"Ma non puoi starmi un po' a sentire? Ti dico che nessun numero che finisce per sette ha vinto negli ultimi quattordici mesi!"
"Ma sì che ha vinto!"
"Ma no, che non ha vinto! A casa conservo tutte le estrazioni da due anni almeno, le ho segnate su un pezzo di carta. Le segnavo tutte, con la puntualità di un orologio. E ti dico: nessun numero che finisce per sette..."
"Ma sì, che ha vinto il sette! Ti potrei dire anche il numero. Quattro, zero, sette, finiva così. Era in febbraio... la seconda settimana di febbraio."
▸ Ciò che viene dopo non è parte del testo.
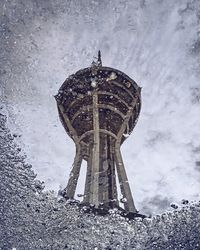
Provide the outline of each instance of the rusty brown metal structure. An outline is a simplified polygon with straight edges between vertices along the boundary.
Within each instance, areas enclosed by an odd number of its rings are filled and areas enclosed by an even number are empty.
[[[81,163],[87,162],[83,204],[119,206],[116,173],[126,212],[136,213],[120,146],[133,131],[141,88],[119,70],[104,67],[100,52],[91,67],[69,76],[55,96],[60,120],[76,145],[64,196],[73,199]]]

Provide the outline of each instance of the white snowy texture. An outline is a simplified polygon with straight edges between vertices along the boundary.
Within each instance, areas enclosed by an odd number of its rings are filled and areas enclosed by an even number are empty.
[[[104,66],[142,87],[138,124],[122,146],[137,209],[199,200],[198,0],[1,1],[0,12],[0,101],[46,189],[66,186],[75,155],[53,95],[100,49]]]

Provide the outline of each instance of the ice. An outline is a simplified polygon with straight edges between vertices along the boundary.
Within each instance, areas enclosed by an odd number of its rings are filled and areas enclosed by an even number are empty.
[[[100,49],[104,66],[142,87],[122,145],[137,209],[199,199],[199,9],[198,0],[0,1],[0,103],[46,190],[66,186],[75,155],[53,95]]]

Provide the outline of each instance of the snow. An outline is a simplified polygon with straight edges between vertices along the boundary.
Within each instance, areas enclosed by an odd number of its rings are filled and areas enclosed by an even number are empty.
[[[46,190],[66,186],[75,155],[53,96],[101,49],[103,65],[142,87],[122,146],[137,209],[199,200],[199,10],[198,0],[0,2],[0,101]]]

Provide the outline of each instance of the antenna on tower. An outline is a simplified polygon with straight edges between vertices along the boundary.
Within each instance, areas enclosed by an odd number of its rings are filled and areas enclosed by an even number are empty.
[[[98,60],[97,60],[97,65],[102,66],[102,61],[101,61],[101,51],[98,51]]]

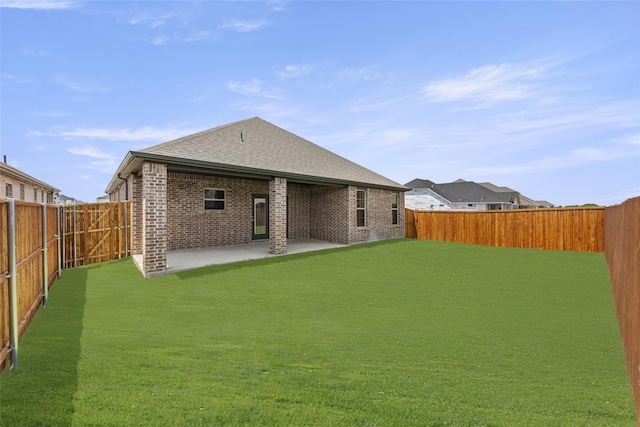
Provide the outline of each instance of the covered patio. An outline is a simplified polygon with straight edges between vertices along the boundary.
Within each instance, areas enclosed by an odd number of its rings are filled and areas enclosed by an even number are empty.
[[[295,239],[287,241],[287,253],[274,255],[269,251],[269,241],[258,241],[243,245],[216,246],[209,248],[183,249],[167,252],[167,269],[155,274],[146,274],[145,277],[154,277],[163,274],[177,273],[209,265],[230,264],[252,259],[285,256],[302,252],[320,251],[324,249],[340,248],[347,245],[326,242],[315,239]],[[142,254],[133,255],[133,262],[144,274],[142,268]]]

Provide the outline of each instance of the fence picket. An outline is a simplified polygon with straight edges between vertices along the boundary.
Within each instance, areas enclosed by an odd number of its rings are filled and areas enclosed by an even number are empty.
[[[406,237],[511,248],[603,252],[604,208],[412,211]]]
[[[15,351],[10,351],[11,330],[14,329],[9,312],[10,280],[17,281],[18,325],[15,329],[19,340],[40,304],[46,302],[48,289],[56,277],[60,277],[61,268],[127,257],[126,249],[131,247],[128,240],[126,245],[117,244],[131,235],[128,226],[121,224],[123,218],[117,214],[123,204],[130,202],[95,203],[73,209],[22,201],[12,203],[15,216],[11,221],[16,230],[13,273],[7,256],[10,242],[5,231],[9,225],[8,204],[0,199],[0,372],[9,359],[12,369],[17,367],[17,346]],[[92,213],[95,216],[91,217]],[[128,219],[125,222],[130,223]],[[125,249],[121,250],[121,247]]]

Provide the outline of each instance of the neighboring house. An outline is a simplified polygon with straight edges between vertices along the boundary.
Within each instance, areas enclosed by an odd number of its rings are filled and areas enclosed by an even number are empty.
[[[78,203],[84,203],[81,200],[77,200],[77,199],[74,199],[73,197],[65,196],[64,194],[61,194],[58,197],[58,200],[59,200],[58,203],[60,203],[61,205],[76,205]]]
[[[508,210],[518,209],[522,203],[517,191],[493,191],[472,181],[436,184],[414,179],[405,185],[411,189],[405,195],[405,205],[413,210]]]
[[[0,162],[0,197],[26,202],[57,204],[60,190]]]
[[[404,237],[406,190],[256,117],[130,151],[106,193],[132,201],[132,249],[150,275],[179,249]]]
[[[496,192],[516,192],[515,190],[509,188],[509,187],[499,187],[495,184],[492,184],[490,182],[480,182],[480,185],[482,185],[483,187],[488,188],[489,190],[493,190]],[[546,200],[533,200],[528,198],[527,196],[520,194],[520,206],[518,206],[519,209],[539,209],[539,208],[552,208],[553,207],[553,203],[549,203]]]

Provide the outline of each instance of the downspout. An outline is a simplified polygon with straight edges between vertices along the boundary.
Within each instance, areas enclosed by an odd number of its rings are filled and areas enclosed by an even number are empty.
[[[11,370],[18,369],[18,268],[16,254],[16,201],[7,201],[7,246],[9,252],[9,354]]]
[[[118,172],[118,178],[124,181],[124,199],[129,200],[129,181],[127,178],[121,177],[120,172]]]

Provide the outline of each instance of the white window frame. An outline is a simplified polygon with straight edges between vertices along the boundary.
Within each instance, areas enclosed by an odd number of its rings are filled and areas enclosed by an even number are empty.
[[[207,191],[222,191],[224,193],[223,198],[219,197],[207,197]],[[214,193],[215,195],[215,193]],[[222,202],[222,208],[207,208],[207,202]],[[202,191],[202,207],[205,211],[225,211],[227,210],[227,190],[225,188],[205,188]]]
[[[395,200],[394,200],[395,199]],[[395,203],[394,203],[395,202]],[[395,204],[395,207],[393,206]],[[400,194],[399,193],[391,193],[391,225],[398,225],[400,222],[400,218],[398,216],[398,205],[400,204]],[[393,213],[395,212],[395,221],[393,217]]]
[[[358,195],[360,194],[360,192],[362,192],[364,194],[364,206],[363,207],[359,207],[358,206]],[[358,212],[362,211],[362,218],[363,218],[363,222],[364,224],[360,225],[358,224]],[[366,188],[358,188],[356,190],[356,227],[358,228],[362,228],[362,227],[366,227],[367,226],[367,189]]]

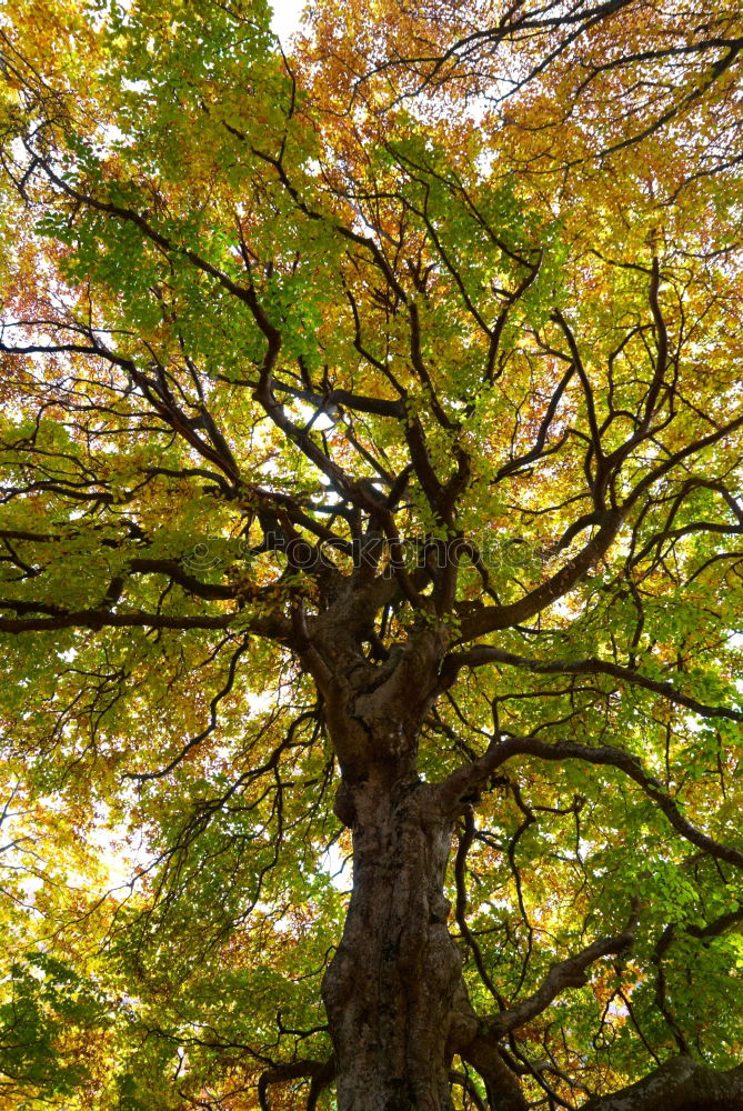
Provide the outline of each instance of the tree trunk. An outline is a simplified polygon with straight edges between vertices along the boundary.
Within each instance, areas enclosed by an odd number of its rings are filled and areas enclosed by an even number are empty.
[[[445,1111],[461,958],[443,884],[452,818],[390,765],[344,788],[353,892],[323,982],[339,1111]]]

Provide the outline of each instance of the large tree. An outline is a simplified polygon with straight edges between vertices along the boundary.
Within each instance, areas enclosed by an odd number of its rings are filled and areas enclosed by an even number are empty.
[[[269,16],[0,24],[2,1105],[743,1108],[743,18]]]

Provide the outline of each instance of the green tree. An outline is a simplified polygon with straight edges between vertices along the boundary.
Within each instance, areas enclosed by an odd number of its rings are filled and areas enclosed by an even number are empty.
[[[743,1108],[743,19],[269,19],[0,24],[0,1099]]]

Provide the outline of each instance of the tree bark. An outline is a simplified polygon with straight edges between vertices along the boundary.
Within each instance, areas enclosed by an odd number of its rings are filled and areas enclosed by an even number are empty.
[[[378,764],[342,789],[353,891],[323,983],[339,1111],[445,1111],[461,983],[444,873],[453,819],[433,790]]]

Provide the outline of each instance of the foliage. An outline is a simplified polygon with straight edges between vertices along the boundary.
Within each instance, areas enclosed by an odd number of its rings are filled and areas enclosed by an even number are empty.
[[[0,17],[0,1107],[334,1107],[384,684],[523,1100],[720,1075],[741,13],[270,14]]]

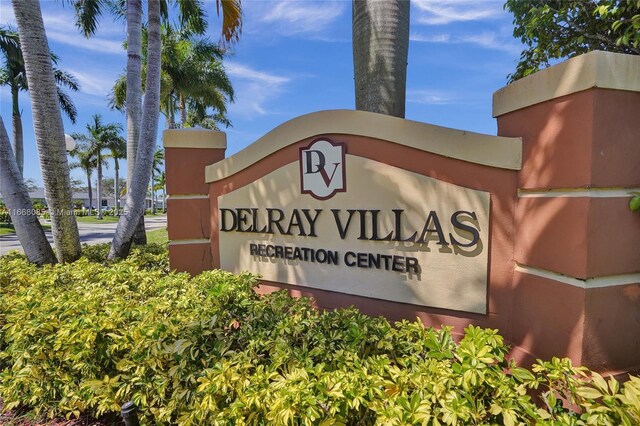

"E piantala!" Disse il terzo.
Parlavano, evidentemente, della Lotteria. Winston, come fu andato avanti d'una trentina di passi, diede una guardata indietro. Stavano ancora litigando, con certe facce accese e appassionate. La Lotteria, con i suoi vistosi premi settimanali, era l'unico avvenimento pubblico a cui i prolet s'interessassero. Era più che probabile che la Lotteria fosse la ragione principale, se non la sola, per cui milioni di prolet avevano ancora un qualche attaccamento alla vita. Era la loro maggiore fonte di piacere, il loro margine di follia, teneva il luogo di stupefacente, di stimolante intellettuale. Quando si trattava della Lotteria, anche la gente che sapeva appena leggere e scrivere diventava capace dei calcoli più difficili e di sorprendenti sforzi di memoria. C'era tutta una categoria di persone che si guadagnava da vivere soltanto con la vendita dei più complicati sistemi di vincita, di pronostici e portafortuna. Winston non aveva le mani in pasta, per quel che riguardava la Lotteria, che era affare del Ministero dell'Abbondanza, ma sapeva comunque (come tutti sapevano, nel Partito) che i premi erano in gran parte del tutto immaginari. Solo piccole somme venivano effettivamente pagate, ma i vincitori dei premi maggiori (che erano, sulla carta, addirittura favolosi) erano semplicemente persone inventate, che non esistevano affatto. Dal momento che non era possibile alcuna effettiva comunicazione tra un luogo e l'altro dell'Oceania, questo trucco era di facilissima attuazione.